Полуголый Лешка стоял на полу на четвереньках и с вызовом смотрел снизу вверх. Очень светлые глаза с маленькими игольчатыми зрачками странно и, пожалуй, неприятно контрастировали с иссиня-черными буйно курчавыми волосами.

– Ты… ты что же… кто же такой? Д-девица? – заикаясь, спросил Январев.

– Нет, петрушка с ярмарки! – огрызнулся бывший Лешка и попытался прикрыть остатками босяцкого наряда уже оформившуюся и очень симпатичную по виду грудь.

– Сколько тебе лет?

– Вроде пятнадцать.

Январеву было известно, что наследственные босяки с Хитровки нередко не знают не только дня, но и года своего рождения. Морщась от неловкости ситуации, он еще раз окинул взглядом щуплую фигурку девочки (постаравшись забыть знобкое и замершее в кончиках пальцев ощущение ее вполне зрелой груди) и сказал себе, что бывший Лешка явно накинул себе пару лет для солидности.

Перекинувшись в полураздетую девицу, бывший мальчишка как будто бы странным образом добавил себе уверенности.

– Либо ты сядь, дядя, либо уж я встану. Так нам беседовать несподручно.

Январев послушно уселся на стул. Девочка снова примостилась на кровати, сидя, с каким-то змеиным изяществом подогнув под себя одну ногу. Словно разрешив себе, схватила на руки куклу, понянчила ее у груди, погладила чепчик, поправила оборочки на платье, потом неожиданно чмокнула в целлулоидный носик.

«Пятнадцать лет, ага, как же… – не без облегчения подумал Январев. – Вон, в куклы играется.»

– Дядя, зачем тебе кукла? – спросила между тем девочка. – У тебя дочка есть? Так где же она? – огляделась с недоумением. – А жена, мать ейная? Уехали куда?

– Нет у меня дочки, – сказал Январев. – И жены нет. А кукла от сестры младшей на память осталась. Она от скарлатины умерла.

 

– Ой! – воскликнула девочка.

Он увидел, что ей и вправду жалко.

– Она, хоть и маленькая, понимала, что умирает, и сказала мне: я знаю, любимый братик, я уйду к ангелам на небо, а ты будешь по мне очень скучать. Вот, возьми мою самую лучшую куклу, она будет тебе вместо меня… Я взял. А следующим вечером она впала в беспамятство и к утру умерла. Я в тот день решил стать врачом. А кукла с тех пор со мной. Иногда я ней разговариваю, и знаешь, бывает, она мне даже отвечает…

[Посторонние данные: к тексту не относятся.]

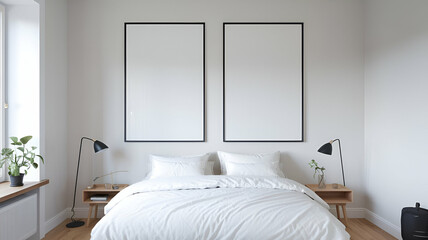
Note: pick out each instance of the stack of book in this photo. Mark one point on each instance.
(99, 197)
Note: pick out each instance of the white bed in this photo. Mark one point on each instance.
(218, 207)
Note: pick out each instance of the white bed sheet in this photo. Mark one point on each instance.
(218, 207)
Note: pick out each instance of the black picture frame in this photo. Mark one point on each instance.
(302, 82)
(203, 139)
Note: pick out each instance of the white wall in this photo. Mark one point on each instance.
(334, 94)
(56, 107)
(396, 100)
(22, 73)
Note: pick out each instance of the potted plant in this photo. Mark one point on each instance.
(320, 171)
(17, 158)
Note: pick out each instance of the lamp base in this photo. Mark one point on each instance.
(75, 224)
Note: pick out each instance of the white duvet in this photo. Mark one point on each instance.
(218, 207)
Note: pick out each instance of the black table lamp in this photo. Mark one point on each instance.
(327, 149)
(98, 146)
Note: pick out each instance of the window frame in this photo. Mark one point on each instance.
(3, 174)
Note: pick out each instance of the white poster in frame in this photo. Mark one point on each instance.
(263, 82)
(164, 82)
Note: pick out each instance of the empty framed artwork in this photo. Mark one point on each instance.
(164, 82)
(263, 82)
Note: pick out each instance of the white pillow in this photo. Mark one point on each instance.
(177, 166)
(209, 168)
(264, 164)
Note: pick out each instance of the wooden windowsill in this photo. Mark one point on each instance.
(7, 192)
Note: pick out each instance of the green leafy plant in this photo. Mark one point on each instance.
(20, 156)
(318, 169)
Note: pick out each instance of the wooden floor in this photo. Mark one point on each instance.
(359, 229)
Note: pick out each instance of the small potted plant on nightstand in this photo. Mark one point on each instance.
(17, 158)
(320, 171)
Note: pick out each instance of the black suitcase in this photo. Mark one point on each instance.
(414, 223)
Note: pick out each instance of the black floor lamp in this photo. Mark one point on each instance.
(327, 149)
(98, 146)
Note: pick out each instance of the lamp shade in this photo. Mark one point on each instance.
(326, 149)
(98, 146)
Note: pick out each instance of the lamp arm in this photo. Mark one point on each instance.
(341, 161)
(77, 176)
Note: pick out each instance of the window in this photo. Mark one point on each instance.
(2, 86)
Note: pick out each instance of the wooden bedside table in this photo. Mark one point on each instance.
(99, 189)
(339, 197)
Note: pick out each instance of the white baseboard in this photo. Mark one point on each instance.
(383, 224)
(55, 221)
(351, 212)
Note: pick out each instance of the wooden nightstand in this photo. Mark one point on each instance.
(99, 189)
(339, 197)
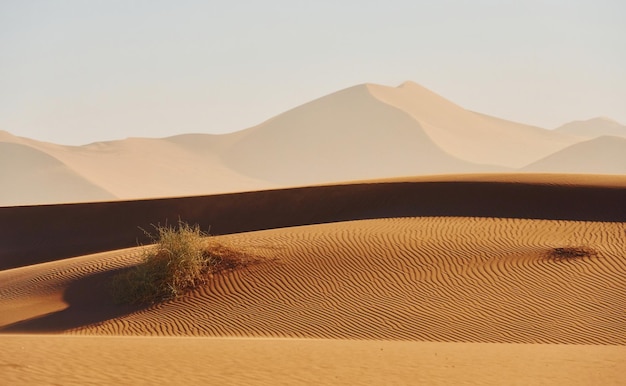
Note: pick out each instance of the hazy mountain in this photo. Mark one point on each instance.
(362, 132)
(595, 127)
(602, 155)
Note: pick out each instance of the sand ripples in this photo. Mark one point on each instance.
(436, 279)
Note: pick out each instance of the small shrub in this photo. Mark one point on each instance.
(181, 258)
(571, 253)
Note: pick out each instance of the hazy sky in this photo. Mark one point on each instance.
(79, 71)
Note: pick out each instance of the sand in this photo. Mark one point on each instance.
(379, 293)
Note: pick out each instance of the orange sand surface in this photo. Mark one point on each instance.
(72, 360)
(388, 299)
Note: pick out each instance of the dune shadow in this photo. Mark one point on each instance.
(89, 302)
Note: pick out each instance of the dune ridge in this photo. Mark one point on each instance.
(418, 279)
(98, 227)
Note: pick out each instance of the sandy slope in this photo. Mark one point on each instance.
(601, 155)
(362, 132)
(593, 128)
(395, 298)
(468, 135)
(136, 360)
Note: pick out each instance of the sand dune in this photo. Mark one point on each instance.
(424, 279)
(593, 128)
(364, 132)
(34, 177)
(602, 155)
(136, 360)
(468, 135)
(97, 227)
(134, 168)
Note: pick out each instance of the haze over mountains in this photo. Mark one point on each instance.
(364, 132)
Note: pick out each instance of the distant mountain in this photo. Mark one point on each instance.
(363, 132)
(593, 128)
(30, 176)
(347, 135)
(602, 155)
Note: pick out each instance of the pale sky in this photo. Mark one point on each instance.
(79, 71)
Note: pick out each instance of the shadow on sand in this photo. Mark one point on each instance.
(89, 302)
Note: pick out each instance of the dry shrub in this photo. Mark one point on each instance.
(571, 253)
(181, 258)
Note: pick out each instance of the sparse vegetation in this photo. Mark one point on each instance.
(182, 258)
(571, 253)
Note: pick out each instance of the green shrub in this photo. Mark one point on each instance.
(181, 258)
(571, 253)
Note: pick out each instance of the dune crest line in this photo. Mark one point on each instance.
(35, 234)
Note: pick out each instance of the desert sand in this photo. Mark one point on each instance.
(395, 238)
(430, 280)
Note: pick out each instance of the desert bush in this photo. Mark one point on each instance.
(571, 253)
(181, 258)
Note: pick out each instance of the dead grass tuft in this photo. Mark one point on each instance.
(181, 258)
(571, 253)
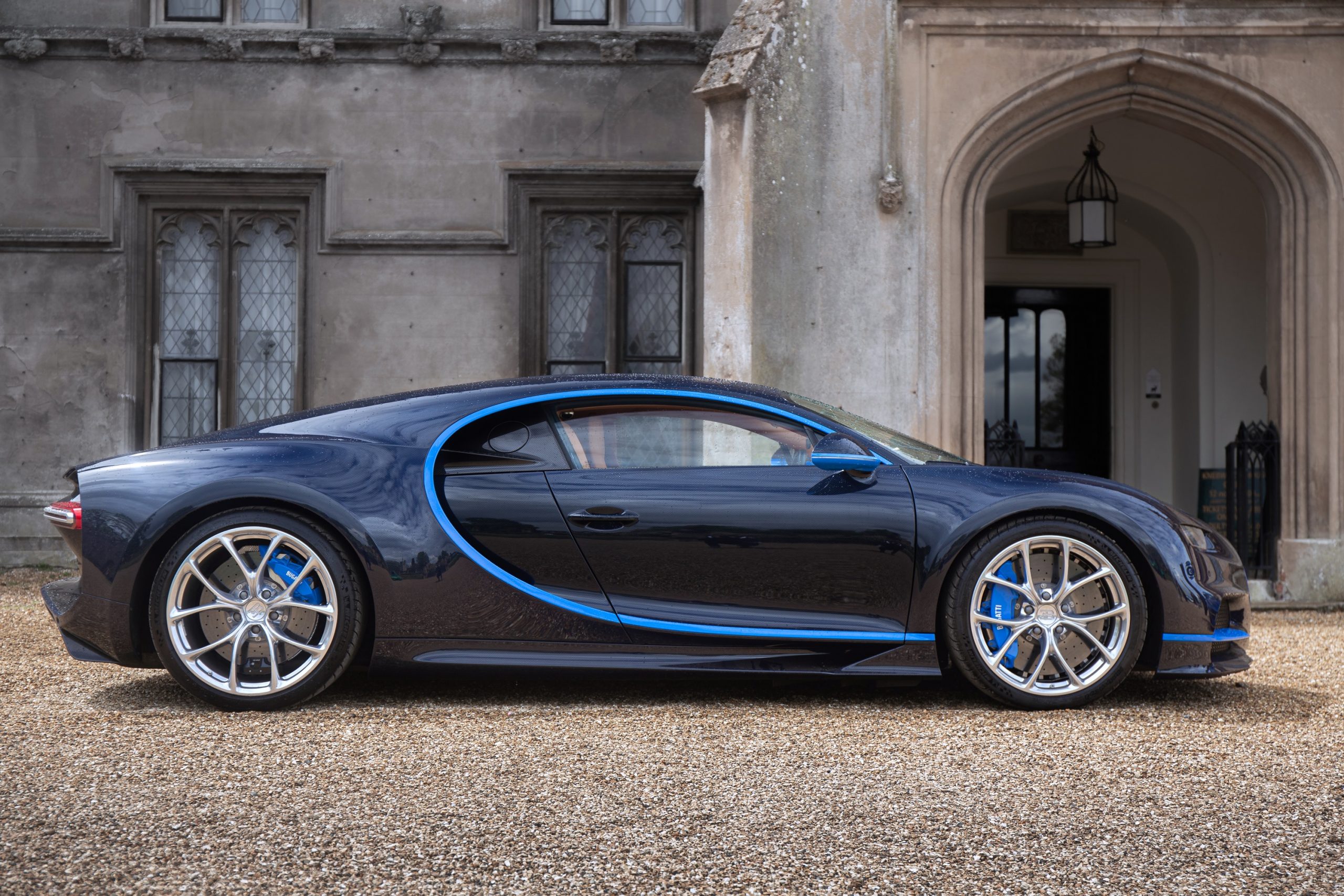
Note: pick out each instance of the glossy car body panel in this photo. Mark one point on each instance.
(432, 541)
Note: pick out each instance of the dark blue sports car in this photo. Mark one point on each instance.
(628, 523)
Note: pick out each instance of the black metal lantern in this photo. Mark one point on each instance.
(1092, 202)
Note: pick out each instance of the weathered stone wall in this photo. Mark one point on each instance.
(416, 281)
(881, 309)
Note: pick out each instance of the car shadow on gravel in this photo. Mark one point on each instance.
(361, 691)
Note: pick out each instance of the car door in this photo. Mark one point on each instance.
(701, 518)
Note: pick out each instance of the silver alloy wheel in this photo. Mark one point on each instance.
(252, 610)
(1050, 616)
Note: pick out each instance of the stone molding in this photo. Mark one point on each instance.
(320, 181)
(356, 46)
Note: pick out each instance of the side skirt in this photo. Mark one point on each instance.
(405, 655)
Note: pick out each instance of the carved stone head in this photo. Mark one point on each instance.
(424, 22)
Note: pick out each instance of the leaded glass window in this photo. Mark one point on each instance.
(270, 10)
(655, 13)
(579, 11)
(615, 307)
(226, 339)
(194, 10)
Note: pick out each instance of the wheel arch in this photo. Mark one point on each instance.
(1147, 577)
(167, 535)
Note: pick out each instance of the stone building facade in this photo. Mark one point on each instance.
(298, 202)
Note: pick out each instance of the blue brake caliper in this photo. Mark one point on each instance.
(288, 570)
(1002, 608)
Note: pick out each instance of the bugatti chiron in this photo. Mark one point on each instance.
(628, 523)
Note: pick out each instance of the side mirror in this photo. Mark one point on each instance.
(838, 453)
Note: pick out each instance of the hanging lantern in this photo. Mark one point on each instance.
(1092, 202)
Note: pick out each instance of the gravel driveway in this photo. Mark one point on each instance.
(116, 781)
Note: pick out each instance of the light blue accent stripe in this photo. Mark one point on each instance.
(1221, 636)
(574, 606)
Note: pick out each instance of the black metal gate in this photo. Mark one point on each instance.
(1253, 522)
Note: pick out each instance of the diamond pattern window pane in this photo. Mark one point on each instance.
(575, 289)
(654, 309)
(655, 13)
(190, 289)
(187, 400)
(209, 10)
(579, 11)
(270, 10)
(268, 311)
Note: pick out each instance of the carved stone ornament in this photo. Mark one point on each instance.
(617, 50)
(891, 191)
(224, 47)
(127, 47)
(423, 23)
(26, 49)
(418, 54)
(316, 49)
(518, 50)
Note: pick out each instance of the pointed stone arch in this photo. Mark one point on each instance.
(1301, 193)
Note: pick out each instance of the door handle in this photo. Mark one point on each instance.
(604, 519)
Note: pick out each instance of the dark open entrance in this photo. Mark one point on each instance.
(1047, 374)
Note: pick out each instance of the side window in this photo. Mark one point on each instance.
(670, 436)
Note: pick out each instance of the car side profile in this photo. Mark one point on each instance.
(622, 523)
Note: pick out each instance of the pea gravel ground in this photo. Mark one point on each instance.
(116, 781)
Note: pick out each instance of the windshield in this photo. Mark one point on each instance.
(898, 442)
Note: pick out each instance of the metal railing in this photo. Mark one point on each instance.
(1253, 507)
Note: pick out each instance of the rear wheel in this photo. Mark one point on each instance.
(257, 609)
(1046, 613)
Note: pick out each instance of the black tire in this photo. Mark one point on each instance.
(958, 628)
(349, 597)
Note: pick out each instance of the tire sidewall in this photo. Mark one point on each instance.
(965, 653)
(349, 599)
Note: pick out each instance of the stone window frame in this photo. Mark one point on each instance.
(150, 196)
(620, 195)
(232, 18)
(616, 19)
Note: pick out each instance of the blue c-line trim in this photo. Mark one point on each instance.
(1221, 636)
(574, 606)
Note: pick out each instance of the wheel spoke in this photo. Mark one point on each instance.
(233, 660)
(191, 656)
(311, 648)
(275, 660)
(205, 579)
(1064, 664)
(1088, 579)
(1065, 550)
(1026, 570)
(1097, 617)
(1041, 664)
(299, 605)
(1083, 630)
(243, 565)
(174, 616)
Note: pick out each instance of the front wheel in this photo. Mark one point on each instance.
(1045, 613)
(257, 609)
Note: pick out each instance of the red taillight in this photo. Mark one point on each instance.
(65, 513)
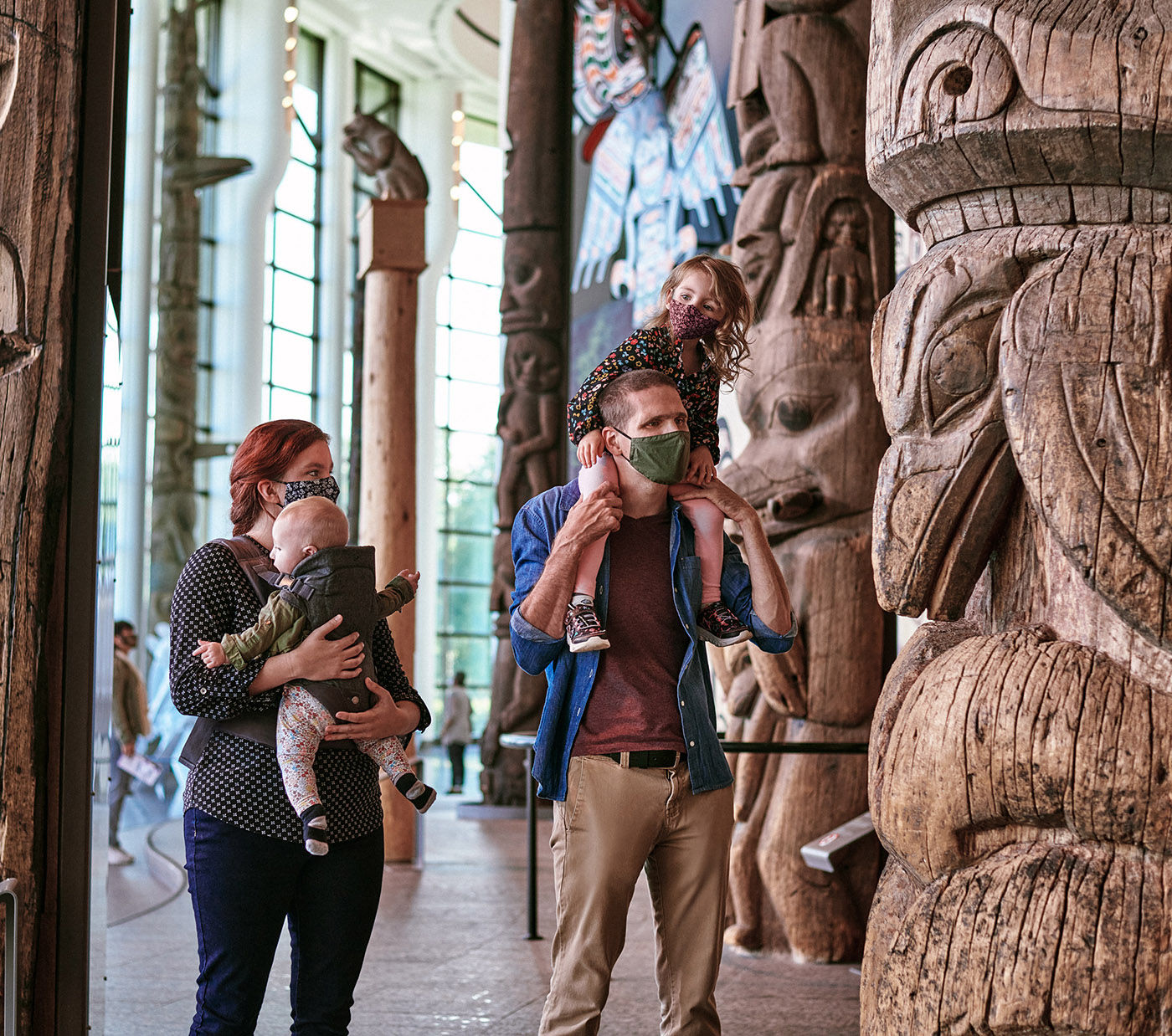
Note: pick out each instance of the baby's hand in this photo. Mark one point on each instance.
(591, 448)
(211, 652)
(701, 469)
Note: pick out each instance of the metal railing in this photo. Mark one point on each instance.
(11, 967)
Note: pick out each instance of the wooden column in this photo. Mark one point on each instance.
(390, 259)
(535, 310)
(815, 244)
(1021, 751)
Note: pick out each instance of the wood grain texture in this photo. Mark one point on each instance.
(535, 306)
(40, 68)
(1020, 758)
(815, 244)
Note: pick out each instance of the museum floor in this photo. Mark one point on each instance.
(448, 953)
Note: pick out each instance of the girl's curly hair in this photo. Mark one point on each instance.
(727, 348)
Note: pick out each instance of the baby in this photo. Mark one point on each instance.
(320, 577)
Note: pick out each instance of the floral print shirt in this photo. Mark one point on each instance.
(652, 348)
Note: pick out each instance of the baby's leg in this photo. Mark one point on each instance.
(589, 480)
(708, 521)
(388, 752)
(301, 721)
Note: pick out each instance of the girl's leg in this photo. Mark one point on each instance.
(717, 621)
(388, 752)
(589, 480)
(708, 521)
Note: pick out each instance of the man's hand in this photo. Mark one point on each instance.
(592, 517)
(730, 503)
(213, 653)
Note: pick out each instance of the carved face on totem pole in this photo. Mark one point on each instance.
(532, 293)
(1020, 764)
(808, 237)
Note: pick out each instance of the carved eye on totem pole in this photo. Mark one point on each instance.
(948, 476)
(963, 75)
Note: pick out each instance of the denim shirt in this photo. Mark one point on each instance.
(571, 676)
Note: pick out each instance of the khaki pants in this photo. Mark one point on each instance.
(614, 823)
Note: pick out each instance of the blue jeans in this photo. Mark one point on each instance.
(243, 887)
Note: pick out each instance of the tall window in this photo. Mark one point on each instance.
(293, 245)
(468, 394)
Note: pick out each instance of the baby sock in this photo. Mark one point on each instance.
(314, 830)
(416, 792)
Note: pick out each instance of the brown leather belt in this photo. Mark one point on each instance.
(653, 760)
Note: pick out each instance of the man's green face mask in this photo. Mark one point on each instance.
(662, 459)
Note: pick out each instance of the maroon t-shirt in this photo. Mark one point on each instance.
(633, 702)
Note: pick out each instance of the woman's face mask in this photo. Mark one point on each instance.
(662, 459)
(302, 489)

Он никому никогда этого не рассказывал. Старшая сестра и мать знали, а когда про куклу спрашивали друзья, коллеги или приятели, он отвечал со спокойной улыбкой: да так досталась, по случаю, я уж привык. У кого пастушка фарфоровая на комоде, у кого Ника бронзовая на столе, а у меня вот пупс – по крайней мере оригинально… Все соглашались, что действительно – оригинально. Оригинальность ценилась и ни в коей мере не осуждалась.

– Дядя, я тебе вот что скажу: неправильно это – с куклой разговаривать, – припечатала девочка. – Тебе живая дочка нужна. И жена. А так еще поговоришь, и в сумасшедший дом съедешь. Брось ты это дело. А куклу вот что – мне отдай. Мне нужнее.

Январев вздрогнул и отрицательно помотал головой. Он и помыслить не мог, что расстанется с сестриным прощальным подарком.

– Ладно, дядя, раз ты такая жадина, так и пускай, – неожиданно легко согласилась девочка. – А тогда вот что – ты отвернись теперь, а я как раз и вымоюсь. Раз уж все равно все готово – чего вода в лохани пропадет!

Он согласился, и сел на стуле спиной, испытывая отчего-то бешеную неловкость. Он почти закончивший обучение врач – неужели раздетых людей не видал? Мужчин или женщин – медицине разницы нет… А здесь – не женщина к тому же, ребенок…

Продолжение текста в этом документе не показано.